Deer were not cooperative Sunday morning as I sat high in a tree overlooking French Creek in scenic Knox County. But the beauty of sitting in nature long enough is that something will usually catch your eye, if you stay awake and attentive and ignore your cellphone.
Sure enough, as an otherwise slow morning neared an end, the cackle of a rooster pheasant caught my ears … then my eyes. There not 50 feet away, a gaudy rooster floated into our prairie following a group of 9-10 hen pheasants.
Breeding season is months away, but those hens sure acted like they were avoiding the loud-beaked rooster. Once they landed, the hens scattered, some sprinting into the prairie, some for a nearby plot of sorghum.

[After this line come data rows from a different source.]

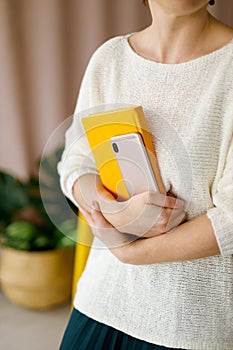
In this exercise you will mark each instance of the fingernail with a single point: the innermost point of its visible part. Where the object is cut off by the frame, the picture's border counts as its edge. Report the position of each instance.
(179, 203)
(95, 205)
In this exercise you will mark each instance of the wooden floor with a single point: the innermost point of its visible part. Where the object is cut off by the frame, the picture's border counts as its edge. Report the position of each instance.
(22, 329)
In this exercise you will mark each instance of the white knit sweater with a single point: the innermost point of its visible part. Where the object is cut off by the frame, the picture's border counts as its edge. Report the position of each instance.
(189, 109)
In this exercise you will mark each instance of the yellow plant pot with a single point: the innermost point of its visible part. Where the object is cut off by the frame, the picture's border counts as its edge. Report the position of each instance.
(37, 280)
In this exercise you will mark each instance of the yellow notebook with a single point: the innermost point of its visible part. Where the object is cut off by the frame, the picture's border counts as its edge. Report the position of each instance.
(100, 127)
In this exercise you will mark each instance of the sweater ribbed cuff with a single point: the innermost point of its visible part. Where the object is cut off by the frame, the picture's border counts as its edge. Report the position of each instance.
(223, 230)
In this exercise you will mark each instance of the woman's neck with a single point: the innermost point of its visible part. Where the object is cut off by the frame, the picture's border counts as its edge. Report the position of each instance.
(175, 38)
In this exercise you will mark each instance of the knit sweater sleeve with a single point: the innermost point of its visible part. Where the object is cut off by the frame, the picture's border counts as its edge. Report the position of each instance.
(221, 215)
(77, 159)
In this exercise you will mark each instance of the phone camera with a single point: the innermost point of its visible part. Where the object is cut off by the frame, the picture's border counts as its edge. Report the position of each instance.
(115, 147)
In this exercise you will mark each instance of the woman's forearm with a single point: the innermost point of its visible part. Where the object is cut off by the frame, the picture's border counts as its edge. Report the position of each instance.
(192, 240)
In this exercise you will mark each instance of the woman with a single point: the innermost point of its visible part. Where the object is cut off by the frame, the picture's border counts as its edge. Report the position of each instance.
(173, 289)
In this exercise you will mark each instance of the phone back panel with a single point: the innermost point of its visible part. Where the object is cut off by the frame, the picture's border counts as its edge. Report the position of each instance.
(134, 163)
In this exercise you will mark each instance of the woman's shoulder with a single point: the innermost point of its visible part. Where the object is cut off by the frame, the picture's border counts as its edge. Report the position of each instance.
(110, 49)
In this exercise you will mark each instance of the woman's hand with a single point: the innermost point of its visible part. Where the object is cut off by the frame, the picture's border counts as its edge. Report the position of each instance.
(146, 214)
(102, 229)
(126, 248)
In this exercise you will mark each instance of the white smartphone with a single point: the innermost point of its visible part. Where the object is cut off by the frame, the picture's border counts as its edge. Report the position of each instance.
(134, 163)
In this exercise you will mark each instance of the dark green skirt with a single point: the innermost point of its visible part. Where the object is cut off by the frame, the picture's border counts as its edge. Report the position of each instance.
(83, 333)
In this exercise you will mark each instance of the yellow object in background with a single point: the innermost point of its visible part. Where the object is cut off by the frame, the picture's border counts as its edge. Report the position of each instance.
(100, 127)
(84, 241)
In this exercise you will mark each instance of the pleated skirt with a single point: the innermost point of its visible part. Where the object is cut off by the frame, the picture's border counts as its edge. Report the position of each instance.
(84, 333)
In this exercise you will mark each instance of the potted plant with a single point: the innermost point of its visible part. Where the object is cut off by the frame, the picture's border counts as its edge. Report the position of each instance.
(37, 244)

Yes, there are still pheasants in central Illinois – a bird many people tell me they used to see but never do any more. Generally, those same people offer up coyotes or hawks as causes for the lack of pheasants.
I nod along to be polite. And in truth, raccoons are a huge problem. But predators are not the main reason pheasants have become rare.

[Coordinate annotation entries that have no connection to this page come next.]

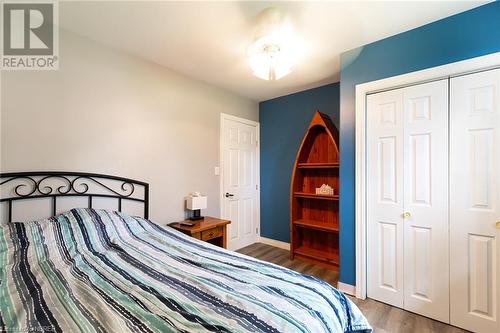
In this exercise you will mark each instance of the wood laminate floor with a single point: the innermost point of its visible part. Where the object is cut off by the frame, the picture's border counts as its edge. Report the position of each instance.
(382, 317)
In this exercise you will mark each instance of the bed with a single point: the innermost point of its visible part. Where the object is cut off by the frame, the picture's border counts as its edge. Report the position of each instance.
(100, 270)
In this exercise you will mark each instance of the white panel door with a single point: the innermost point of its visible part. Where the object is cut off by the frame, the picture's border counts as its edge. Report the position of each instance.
(426, 240)
(475, 201)
(385, 197)
(239, 181)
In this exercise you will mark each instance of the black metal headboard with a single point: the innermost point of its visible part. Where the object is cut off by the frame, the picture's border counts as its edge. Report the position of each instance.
(32, 185)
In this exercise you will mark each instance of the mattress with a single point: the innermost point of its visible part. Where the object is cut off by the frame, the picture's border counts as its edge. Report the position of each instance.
(92, 270)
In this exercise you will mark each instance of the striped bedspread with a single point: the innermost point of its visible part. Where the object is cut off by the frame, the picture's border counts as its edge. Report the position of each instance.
(99, 271)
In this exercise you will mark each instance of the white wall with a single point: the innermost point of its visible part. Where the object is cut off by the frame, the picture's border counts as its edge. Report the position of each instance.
(108, 112)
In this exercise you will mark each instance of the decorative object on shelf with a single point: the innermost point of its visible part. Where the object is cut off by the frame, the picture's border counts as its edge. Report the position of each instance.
(314, 204)
(324, 190)
(196, 202)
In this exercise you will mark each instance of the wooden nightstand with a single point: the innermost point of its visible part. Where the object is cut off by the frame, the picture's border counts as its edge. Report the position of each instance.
(210, 229)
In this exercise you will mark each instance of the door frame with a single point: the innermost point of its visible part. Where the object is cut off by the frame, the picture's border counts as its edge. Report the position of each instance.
(256, 124)
(447, 71)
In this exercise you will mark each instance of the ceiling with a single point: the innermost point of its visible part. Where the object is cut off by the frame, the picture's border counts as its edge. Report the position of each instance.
(209, 40)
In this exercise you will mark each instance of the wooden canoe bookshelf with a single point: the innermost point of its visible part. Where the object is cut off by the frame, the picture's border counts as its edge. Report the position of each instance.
(314, 218)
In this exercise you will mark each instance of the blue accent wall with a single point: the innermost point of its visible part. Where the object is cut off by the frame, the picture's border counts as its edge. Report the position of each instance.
(283, 123)
(462, 36)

This Saturday (Dec. 14) in Yates City, a group of us can help you crack the pheasant code. Just stop by Salem Township Library between 10 a.m. to noon for the second Native Seed Celebration, spend a few minutes chatting and take home some native prairie seeds. That this year’s gathering is sponsored in part by the University of Maquon botany department only adds to the excitement.

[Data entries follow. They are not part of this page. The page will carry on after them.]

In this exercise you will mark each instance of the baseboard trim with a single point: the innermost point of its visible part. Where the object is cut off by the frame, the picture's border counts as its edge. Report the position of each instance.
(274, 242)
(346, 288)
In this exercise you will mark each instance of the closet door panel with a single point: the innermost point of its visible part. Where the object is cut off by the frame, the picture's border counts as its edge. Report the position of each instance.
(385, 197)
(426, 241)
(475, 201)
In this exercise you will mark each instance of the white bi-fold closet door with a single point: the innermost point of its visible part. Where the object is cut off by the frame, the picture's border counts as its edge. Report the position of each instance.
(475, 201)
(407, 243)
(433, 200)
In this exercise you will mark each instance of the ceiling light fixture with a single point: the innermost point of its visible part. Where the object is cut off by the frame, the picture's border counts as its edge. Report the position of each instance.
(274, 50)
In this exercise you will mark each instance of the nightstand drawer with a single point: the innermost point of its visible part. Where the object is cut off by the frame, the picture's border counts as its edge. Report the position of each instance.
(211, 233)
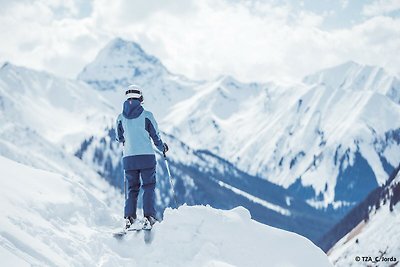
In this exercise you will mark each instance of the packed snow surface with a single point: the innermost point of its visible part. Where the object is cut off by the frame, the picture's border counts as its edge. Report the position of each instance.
(50, 220)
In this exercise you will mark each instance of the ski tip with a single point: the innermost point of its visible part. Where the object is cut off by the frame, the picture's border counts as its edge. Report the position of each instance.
(119, 235)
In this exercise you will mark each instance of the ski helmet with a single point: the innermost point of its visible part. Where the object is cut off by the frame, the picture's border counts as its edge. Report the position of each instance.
(134, 91)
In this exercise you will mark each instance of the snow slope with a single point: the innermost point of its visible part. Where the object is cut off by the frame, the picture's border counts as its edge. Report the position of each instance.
(376, 236)
(307, 133)
(50, 220)
(310, 137)
(60, 110)
(121, 63)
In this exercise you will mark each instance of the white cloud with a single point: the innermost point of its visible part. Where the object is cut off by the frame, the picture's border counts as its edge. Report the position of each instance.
(379, 7)
(252, 40)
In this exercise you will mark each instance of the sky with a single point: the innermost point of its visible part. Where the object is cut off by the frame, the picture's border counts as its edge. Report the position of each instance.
(252, 40)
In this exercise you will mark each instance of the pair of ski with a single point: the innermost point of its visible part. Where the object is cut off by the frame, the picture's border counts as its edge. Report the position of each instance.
(136, 227)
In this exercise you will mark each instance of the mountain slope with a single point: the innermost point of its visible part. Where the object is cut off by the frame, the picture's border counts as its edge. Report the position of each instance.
(306, 127)
(63, 224)
(370, 230)
(200, 177)
(309, 137)
(121, 63)
(62, 111)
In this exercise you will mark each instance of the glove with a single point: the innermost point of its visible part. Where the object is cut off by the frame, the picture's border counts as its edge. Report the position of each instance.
(166, 148)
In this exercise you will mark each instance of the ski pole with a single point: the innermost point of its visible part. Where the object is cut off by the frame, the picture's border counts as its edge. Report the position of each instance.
(170, 180)
(124, 186)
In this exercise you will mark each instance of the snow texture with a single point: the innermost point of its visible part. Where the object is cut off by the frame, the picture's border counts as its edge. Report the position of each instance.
(379, 236)
(50, 220)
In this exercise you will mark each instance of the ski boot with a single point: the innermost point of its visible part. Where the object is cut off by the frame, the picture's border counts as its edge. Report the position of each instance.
(148, 222)
(133, 224)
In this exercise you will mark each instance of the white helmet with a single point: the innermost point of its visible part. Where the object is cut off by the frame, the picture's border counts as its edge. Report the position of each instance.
(134, 91)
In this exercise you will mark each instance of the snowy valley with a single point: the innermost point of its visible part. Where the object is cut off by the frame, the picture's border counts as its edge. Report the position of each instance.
(297, 157)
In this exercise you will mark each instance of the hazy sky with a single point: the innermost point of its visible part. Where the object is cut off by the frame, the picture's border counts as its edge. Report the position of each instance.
(249, 39)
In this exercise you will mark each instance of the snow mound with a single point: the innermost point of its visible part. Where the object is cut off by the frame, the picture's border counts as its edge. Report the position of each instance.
(50, 220)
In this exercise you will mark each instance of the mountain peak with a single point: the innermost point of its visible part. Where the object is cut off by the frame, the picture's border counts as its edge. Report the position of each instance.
(120, 63)
(354, 76)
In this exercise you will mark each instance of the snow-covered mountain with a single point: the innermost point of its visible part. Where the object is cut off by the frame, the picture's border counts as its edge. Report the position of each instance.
(61, 111)
(371, 231)
(303, 136)
(321, 138)
(50, 220)
(45, 131)
(122, 63)
(201, 177)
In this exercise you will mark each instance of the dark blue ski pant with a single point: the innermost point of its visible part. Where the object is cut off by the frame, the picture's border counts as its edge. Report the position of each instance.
(149, 184)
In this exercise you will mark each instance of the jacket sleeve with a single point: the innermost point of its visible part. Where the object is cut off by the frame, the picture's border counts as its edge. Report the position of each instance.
(119, 131)
(152, 128)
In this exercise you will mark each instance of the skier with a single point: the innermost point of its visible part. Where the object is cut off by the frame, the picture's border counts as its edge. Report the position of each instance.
(135, 126)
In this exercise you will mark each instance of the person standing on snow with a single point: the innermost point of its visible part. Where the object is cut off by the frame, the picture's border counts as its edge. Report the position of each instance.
(135, 126)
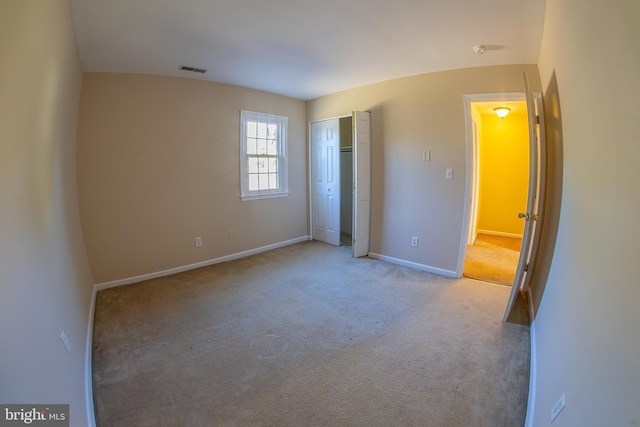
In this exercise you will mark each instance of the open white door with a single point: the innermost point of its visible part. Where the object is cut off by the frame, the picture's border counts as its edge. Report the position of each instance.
(325, 175)
(362, 182)
(530, 237)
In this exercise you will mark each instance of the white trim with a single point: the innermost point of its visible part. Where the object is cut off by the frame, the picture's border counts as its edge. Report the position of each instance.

I’m not sure what other participants will bring to the free event, but my bounty so far includes prairie blazing star, two kinds of milkweed (butterfly and swamp), Indian paintbrush, white aster, bergamot, ironweed, Joe Pye weed and a grab-bag of seeds collected last summer and fall in Illinois and Iowa.
Other participants will no doubt offer other native seeds and maybe even some nuts for you tree growers.
Last year, we billed this as a seed exchange, which was a mistake. Word was some folks stayed home, since they had no seeds to exchange.
Don’t let that happen this Saturday. The event is open to folks who have something to swap, but also to any of you who want merely to sow a few native prairie seeds but don’t have any to share.
And you don’t need acres for your prairie planting. Even just a small space in your yard can be a great seedbed. Many seeds I collect come from a small, kidney-shaped bed in front of our Elmwood home that is busy all spring and summer with visiting bugs and birds.
No, you probably won’t attract pheasants into town. But if you plant natives, you will see butterflies, goldfinches, hummingbirds and quite an array of cool insects.
Really, that’s the goal of having this event – to see more native plants growing on an Illinois landscape that has so few prairie plants left. That and the chance to swap a few prairie tales with like-minded folks will make Saturday a success. So join in.